This Github repo contains the R scripts and dataset used to carry out high-dimensional Granger causality tests as used in the empirical applications of the paper: Hecq,A., Margaritella,L., Smeekes,S. (2019), "Granger Causality Testing in High-Dimensional VARs: a Post-Double-Selection Procedure" arXiv preprint arXiv:1902.10991.
########################
DESCRIPTION:
########################
Performs Granger causality test between serie x and serie y in a VAR(p) using the Post-Double-Selection LM test procedure described in Hecq,A., Margaritella,L., Smeekes,S.,(2019)
This is a function that takes as imputs:
- A standardized (std=F) dataset (data) of stationary time series, labeled by columns with their names
- Two time series (x,y) of interest to be tested for Granger causality while taking into account the possible interaction of many others confounders
- The number of lags (lags) to be used in the VAR(p)
- The information criteria (crit) to be used to perform the Lasso selection; options are: AIC,BIC(suggested),EBIC,AICC,HQC (see also ic_glmnetboundT)
- The type of penalization procedure desired (alpha), options are: 1 for Lasso, 0.5 for Elastic net
- The significance level (sign) of the test
Ex: Money-Income Causality using FRED-QD dataset (all time series are stationary-transformed according to Matlab script available on the FRED website. https://research.stlouisfed.org/econ/mccracken/fred-databases/)
HDGC(x="M1REALx",y="GDPC96",data=FREDQD_data,std=F,lags=2,crit="bic",alpha=1,sign = 0.05)

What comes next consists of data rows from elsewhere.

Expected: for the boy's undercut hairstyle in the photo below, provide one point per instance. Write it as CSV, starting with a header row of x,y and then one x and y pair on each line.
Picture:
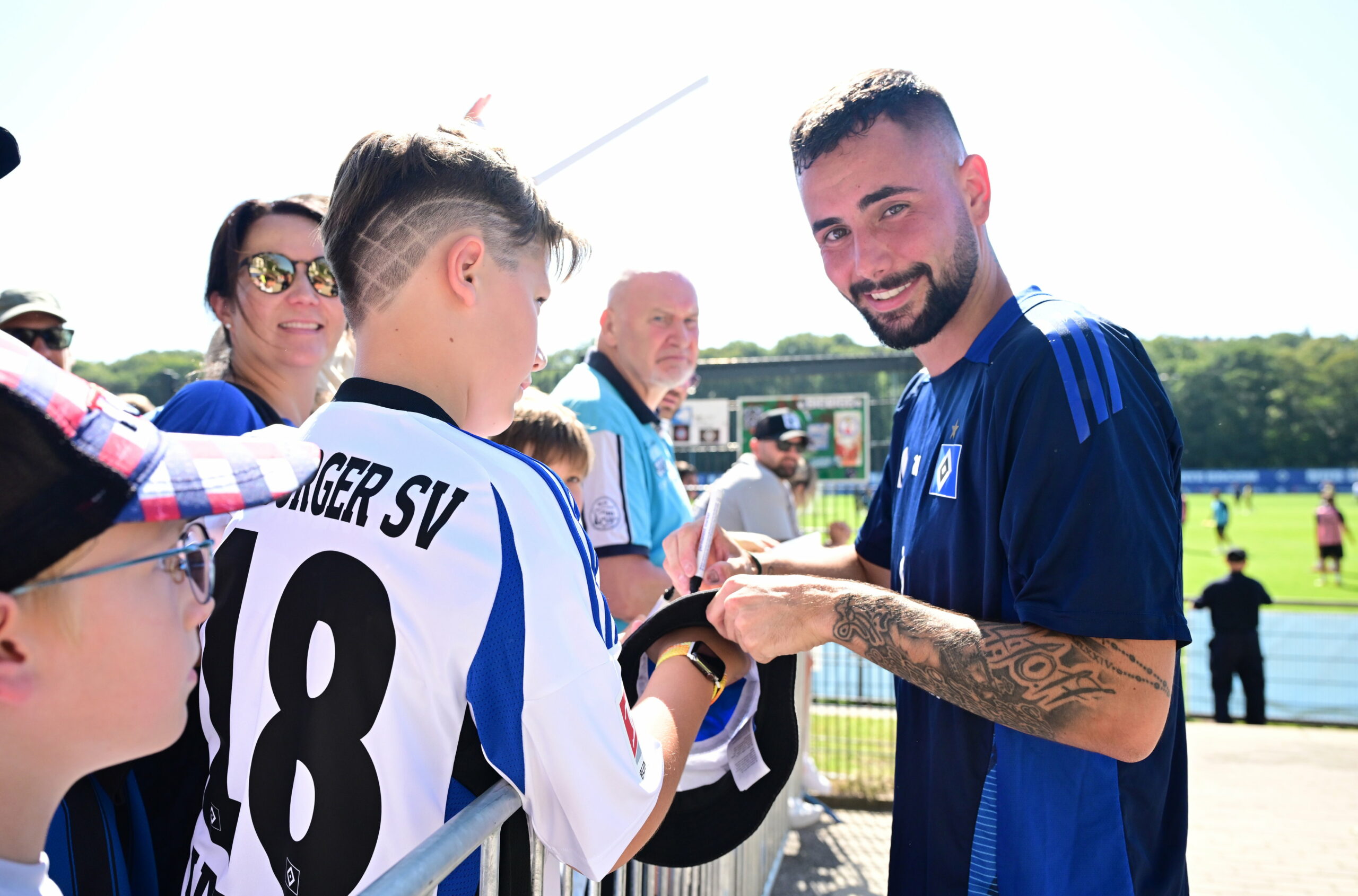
x,y
850,109
397,195
547,432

The function is a wrapper of glmnet, originally proposed by Vasconcelos (pkg HDeconometrics,2017). With our modifications it estimates Lasso using Information Criteria (AIC,BIC,EBIC,HQ) to tune the penalty and applies a lower bound of 50% of the sample size (T). This means that ic.glmnet is forced to stop selecting variables (K) after it selects K=50%(T); this is necessary in order to allow post-selection OLS estimation feasible (i.e. K<T). Note though that the more lags are used the more the lower bound becomes most likely insufficient. ic_glmnetboundT is used in the code of both HDGC and NetGC.
NetGC<-function(data,log,crit,alpha,HR,sign,plot=c("circle","veins"),cluster,verbose)
The function build Granger causality networks of realized volatilities using the test procedure described in Hecq,A., Margaritella,L., Smeekes,S.,(2019).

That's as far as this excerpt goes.